I would analogize the imprecision point to the argument that the Supreme Court rejected in Kyllo v. United States. Kyllo concerned the use of a heat detection device to discern the heating patterns emerging from a targeted home and whether that conduct implicated the Fourth Amendment. One argument that ultimately did not carry the day was that such heating patterns do not really tell us very much at all about what is going on in the house—they are not precise in the way that an X-ray camera directed at the house would be. Notwithstanding this imprecision, however, the Court treated use of the thermal detection device on the home as a Fourth Amendment search requiring a warrant.
In Carpenter, of course, the home—the most important site of privacy, under the Court’s doctrine—is not involved. Instead we have a person’s movements in public, which are in general not considered private for Fourth Amendment purposes, as per United States v. Knotts. But the point I would make is that in both the cell site case and the GPS case, potentially private information becomes available to the government in virtue of long-term monitoring of a person’s location in public. To the extent that the Supreme Court apparently has five votes for recognizing that GPS use implicates Fourth Amendment concerns, despite its monitoring a person’s location in public, the Court might similarly find—as it did in Kyllo—that even a less precise version of the GPS implicates those concerns as well, especially when extensive monitoring may make up for the imprecision in each data point.

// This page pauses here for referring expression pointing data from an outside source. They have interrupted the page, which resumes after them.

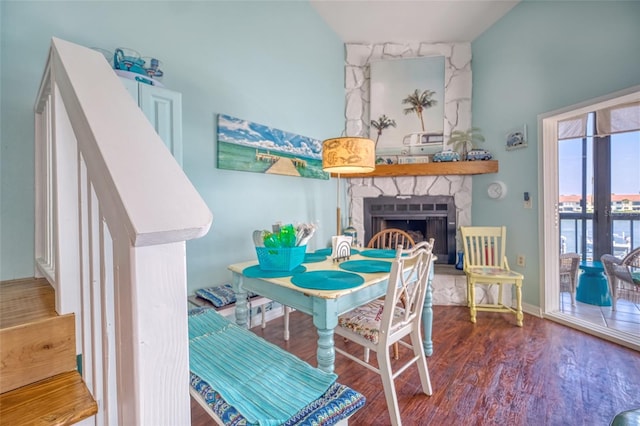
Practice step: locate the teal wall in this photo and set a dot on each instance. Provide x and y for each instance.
(540, 57)
(275, 63)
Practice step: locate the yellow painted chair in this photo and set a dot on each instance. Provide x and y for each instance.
(390, 239)
(485, 263)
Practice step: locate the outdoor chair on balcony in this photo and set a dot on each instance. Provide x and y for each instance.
(569, 263)
(623, 276)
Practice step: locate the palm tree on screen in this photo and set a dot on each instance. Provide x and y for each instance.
(382, 123)
(419, 102)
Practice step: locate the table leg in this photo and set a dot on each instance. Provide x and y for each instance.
(326, 353)
(427, 317)
(242, 310)
(325, 319)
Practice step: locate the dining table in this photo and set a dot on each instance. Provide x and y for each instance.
(325, 289)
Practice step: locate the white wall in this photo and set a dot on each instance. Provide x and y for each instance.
(275, 63)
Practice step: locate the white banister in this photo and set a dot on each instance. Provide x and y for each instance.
(113, 212)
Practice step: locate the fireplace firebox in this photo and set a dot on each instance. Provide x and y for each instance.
(423, 217)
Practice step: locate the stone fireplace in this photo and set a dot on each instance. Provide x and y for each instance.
(449, 285)
(422, 217)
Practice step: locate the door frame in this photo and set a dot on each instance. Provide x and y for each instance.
(549, 215)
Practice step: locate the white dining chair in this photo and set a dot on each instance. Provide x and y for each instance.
(383, 322)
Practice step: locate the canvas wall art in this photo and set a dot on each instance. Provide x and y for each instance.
(407, 106)
(252, 147)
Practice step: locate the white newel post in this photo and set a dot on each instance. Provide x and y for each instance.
(113, 213)
(154, 353)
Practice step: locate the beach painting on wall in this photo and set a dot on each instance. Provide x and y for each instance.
(251, 147)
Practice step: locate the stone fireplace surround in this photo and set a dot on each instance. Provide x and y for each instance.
(449, 284)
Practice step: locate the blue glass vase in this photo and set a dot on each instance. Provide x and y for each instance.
(460, 264)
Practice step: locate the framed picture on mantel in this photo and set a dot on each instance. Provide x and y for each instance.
(407, 107)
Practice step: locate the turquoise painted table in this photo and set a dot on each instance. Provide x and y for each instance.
(593, 286)
(323, 305)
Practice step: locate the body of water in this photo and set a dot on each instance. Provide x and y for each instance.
(622, 233)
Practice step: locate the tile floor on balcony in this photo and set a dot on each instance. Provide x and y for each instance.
(625, 318)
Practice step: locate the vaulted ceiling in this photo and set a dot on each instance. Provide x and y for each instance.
(377, 21)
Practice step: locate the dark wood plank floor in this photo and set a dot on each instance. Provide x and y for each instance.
(490, 373)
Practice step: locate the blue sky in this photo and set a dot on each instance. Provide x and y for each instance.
(625, 165)
(248, 133)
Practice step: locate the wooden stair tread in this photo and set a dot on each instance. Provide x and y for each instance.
(59, 400)
(25, 300)
(37, 350)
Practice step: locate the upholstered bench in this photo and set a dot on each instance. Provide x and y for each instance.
(241, 379)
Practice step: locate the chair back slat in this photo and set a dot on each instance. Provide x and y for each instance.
(407, 288)
(391, 238)
(484, 245)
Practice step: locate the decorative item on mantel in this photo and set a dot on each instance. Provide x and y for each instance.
(465, 140)
(347, 155)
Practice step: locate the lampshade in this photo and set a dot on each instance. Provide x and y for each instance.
(348, 155)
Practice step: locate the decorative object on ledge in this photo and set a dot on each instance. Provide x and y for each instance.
(517, 138)
(252, 147)
(465, 140)
(347, 155)
(430, 169)
(477, 154)
(340, 248)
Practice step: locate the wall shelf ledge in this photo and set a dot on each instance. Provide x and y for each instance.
(430, 169)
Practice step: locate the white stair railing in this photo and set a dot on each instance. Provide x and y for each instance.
(113, 213)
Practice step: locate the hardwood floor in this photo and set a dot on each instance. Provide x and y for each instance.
(490, 373)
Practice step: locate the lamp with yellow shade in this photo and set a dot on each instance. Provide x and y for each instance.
(347, 155)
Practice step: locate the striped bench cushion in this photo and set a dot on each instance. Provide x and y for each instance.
(329, 404)
(338, 403)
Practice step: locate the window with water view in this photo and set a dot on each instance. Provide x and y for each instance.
(599, 183)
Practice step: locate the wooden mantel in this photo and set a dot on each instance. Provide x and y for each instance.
(430, 169)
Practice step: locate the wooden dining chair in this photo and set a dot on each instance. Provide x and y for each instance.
(383, 322)
(485, 263)
(391, 238)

It is hard to know what the Supreme Court will do with this case. One might predict a positive outcome for the petitioners because they lost below and the Court took the case. Yet the case is an important one that asks, among other things, whether the presence or absence of the trespass involved in police attaching a GPS device to a vehicle truly disposes of the Fourth Amendment issue there. The Court may wish to answer that question and may have taken the case for that reason, even if it agreed with how the lower court answered it.
In a way, this is an imperfect case. It might have been better if the Court had taken a case in which a private person, a friend of the suspect, without police bidding, attached a GPS to the suspect’s vehicle and then handed over the GPS data to the police, after being ordered to do so. Then the Court could revisit its reasoning in Jones along with the third party doctrine’s viability without also having to contend with the reduced precision involved in cell site monitoring versus GPS monitoring.

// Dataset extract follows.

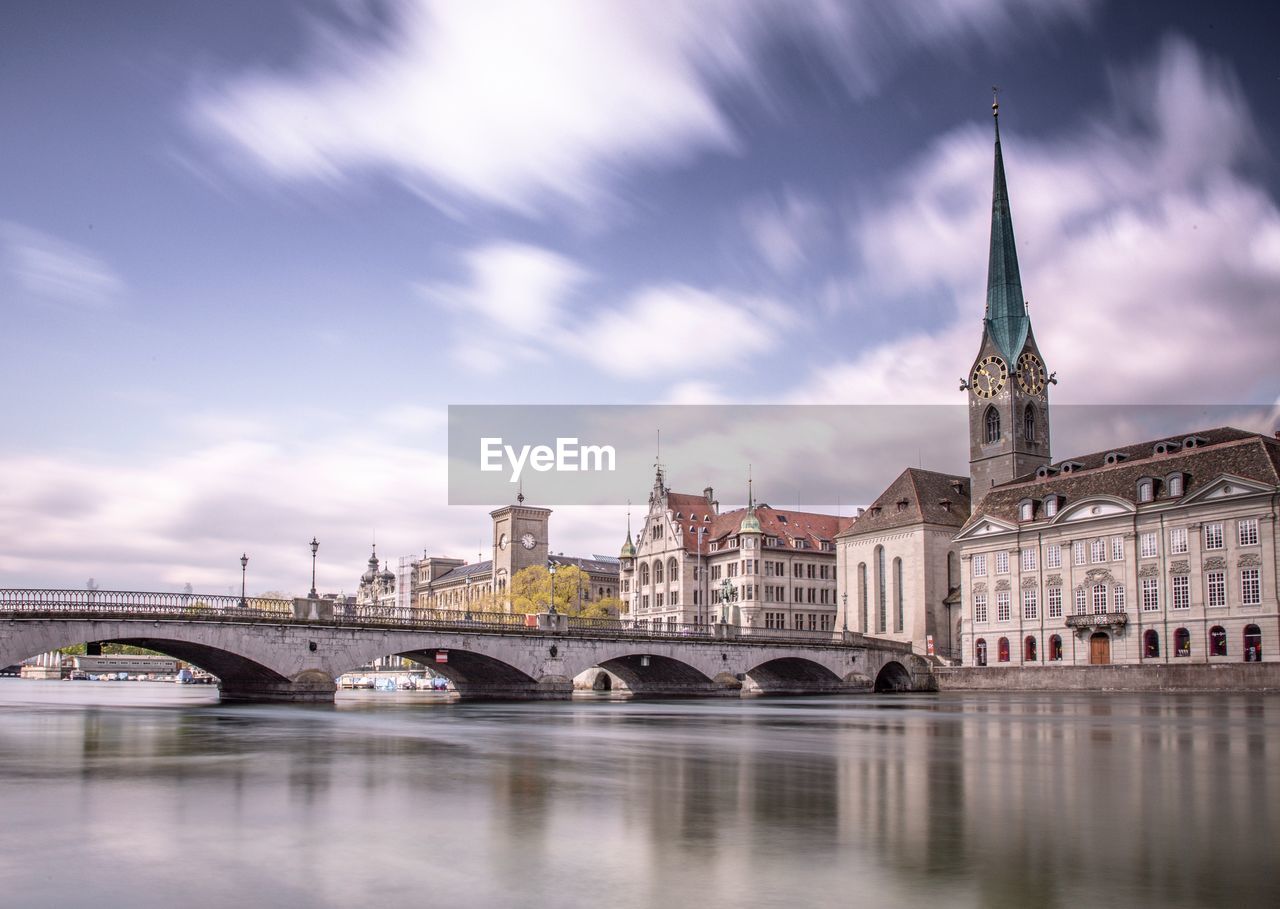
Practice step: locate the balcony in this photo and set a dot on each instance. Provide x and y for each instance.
(1105, 620)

Yet such a case would be anomalous. Cell site data collection by wireless providers, by contrast, is ubiquitous, and we therefore want to know whether police can demand such data routinely without having to acquire a warrant or probable cause. We have an interest in getting answers to questions that come up all the time, even if they are not the purest and cleanest questions.

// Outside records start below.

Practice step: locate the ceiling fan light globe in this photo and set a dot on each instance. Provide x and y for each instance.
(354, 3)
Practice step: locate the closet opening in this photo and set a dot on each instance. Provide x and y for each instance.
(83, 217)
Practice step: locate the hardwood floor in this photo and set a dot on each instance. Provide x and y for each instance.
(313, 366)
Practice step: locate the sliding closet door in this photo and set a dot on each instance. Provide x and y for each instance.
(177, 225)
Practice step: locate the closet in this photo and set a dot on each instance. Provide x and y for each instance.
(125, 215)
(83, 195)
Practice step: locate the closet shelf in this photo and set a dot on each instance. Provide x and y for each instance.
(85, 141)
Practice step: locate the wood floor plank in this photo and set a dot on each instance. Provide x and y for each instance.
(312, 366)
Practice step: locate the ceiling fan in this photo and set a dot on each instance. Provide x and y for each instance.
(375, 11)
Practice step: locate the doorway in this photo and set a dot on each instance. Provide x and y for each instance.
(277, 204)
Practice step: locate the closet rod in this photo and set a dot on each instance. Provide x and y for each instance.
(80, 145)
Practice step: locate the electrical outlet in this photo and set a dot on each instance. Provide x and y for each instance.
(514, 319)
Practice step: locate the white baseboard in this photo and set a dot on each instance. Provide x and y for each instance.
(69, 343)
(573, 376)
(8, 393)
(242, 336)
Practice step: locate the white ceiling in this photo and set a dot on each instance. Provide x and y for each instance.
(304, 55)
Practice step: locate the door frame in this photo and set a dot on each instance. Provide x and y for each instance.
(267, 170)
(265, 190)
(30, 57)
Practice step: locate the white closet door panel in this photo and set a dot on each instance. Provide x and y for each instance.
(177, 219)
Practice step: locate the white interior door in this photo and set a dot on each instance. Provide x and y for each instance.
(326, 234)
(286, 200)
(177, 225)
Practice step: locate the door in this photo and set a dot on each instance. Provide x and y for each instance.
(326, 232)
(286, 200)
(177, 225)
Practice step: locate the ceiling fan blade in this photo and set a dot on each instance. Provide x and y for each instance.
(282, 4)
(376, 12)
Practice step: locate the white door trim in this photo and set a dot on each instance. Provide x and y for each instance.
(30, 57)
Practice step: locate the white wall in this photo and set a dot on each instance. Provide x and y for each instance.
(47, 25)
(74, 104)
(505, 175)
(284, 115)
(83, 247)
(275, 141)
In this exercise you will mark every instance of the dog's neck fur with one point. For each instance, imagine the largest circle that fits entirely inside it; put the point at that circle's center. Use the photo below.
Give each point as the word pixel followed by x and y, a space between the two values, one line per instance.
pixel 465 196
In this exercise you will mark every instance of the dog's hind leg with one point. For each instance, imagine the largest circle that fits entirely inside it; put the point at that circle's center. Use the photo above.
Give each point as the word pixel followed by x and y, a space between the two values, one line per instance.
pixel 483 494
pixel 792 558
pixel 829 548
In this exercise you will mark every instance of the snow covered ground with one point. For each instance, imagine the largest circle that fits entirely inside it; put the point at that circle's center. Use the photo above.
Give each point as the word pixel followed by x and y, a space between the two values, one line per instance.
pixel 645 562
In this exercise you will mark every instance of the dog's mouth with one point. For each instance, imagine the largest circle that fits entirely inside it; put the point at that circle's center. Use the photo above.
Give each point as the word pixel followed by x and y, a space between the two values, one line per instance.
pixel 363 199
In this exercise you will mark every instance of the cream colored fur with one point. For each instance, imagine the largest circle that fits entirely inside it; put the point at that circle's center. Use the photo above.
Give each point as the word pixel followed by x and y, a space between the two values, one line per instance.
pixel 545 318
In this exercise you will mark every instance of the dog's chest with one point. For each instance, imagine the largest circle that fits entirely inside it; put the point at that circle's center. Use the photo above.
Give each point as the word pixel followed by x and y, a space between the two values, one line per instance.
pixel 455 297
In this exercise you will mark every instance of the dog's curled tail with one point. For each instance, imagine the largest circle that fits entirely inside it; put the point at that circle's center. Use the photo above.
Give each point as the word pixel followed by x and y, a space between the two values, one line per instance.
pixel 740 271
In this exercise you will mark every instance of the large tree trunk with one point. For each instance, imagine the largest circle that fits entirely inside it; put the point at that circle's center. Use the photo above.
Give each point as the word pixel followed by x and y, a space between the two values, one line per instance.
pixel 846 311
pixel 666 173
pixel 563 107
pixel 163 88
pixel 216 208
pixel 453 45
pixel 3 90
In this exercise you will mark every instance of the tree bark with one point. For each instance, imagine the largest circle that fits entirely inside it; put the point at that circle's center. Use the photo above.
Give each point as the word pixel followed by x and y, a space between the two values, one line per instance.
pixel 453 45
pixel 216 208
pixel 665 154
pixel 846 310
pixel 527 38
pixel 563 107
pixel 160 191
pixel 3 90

The imprecision point is, I think, the strongest point for the government. I would, however, still find that the cell site data demand is a search, rejecting the third party doctrine once and for all and noting as well that collecting even imprecise data over time can add up to a precise picture of what is going on. I am pleased that the Court has decided to take on this issue for resolution, as it is significant and may affect the privacy of just about everyone, because almost everyone has a cell phone and thereby exposes (approximately) where she is at close intervals every single day. Whenever we use our cell phones, it would be useful to know whether we are thereby exposing our location to the police (and not just to our wireless providers).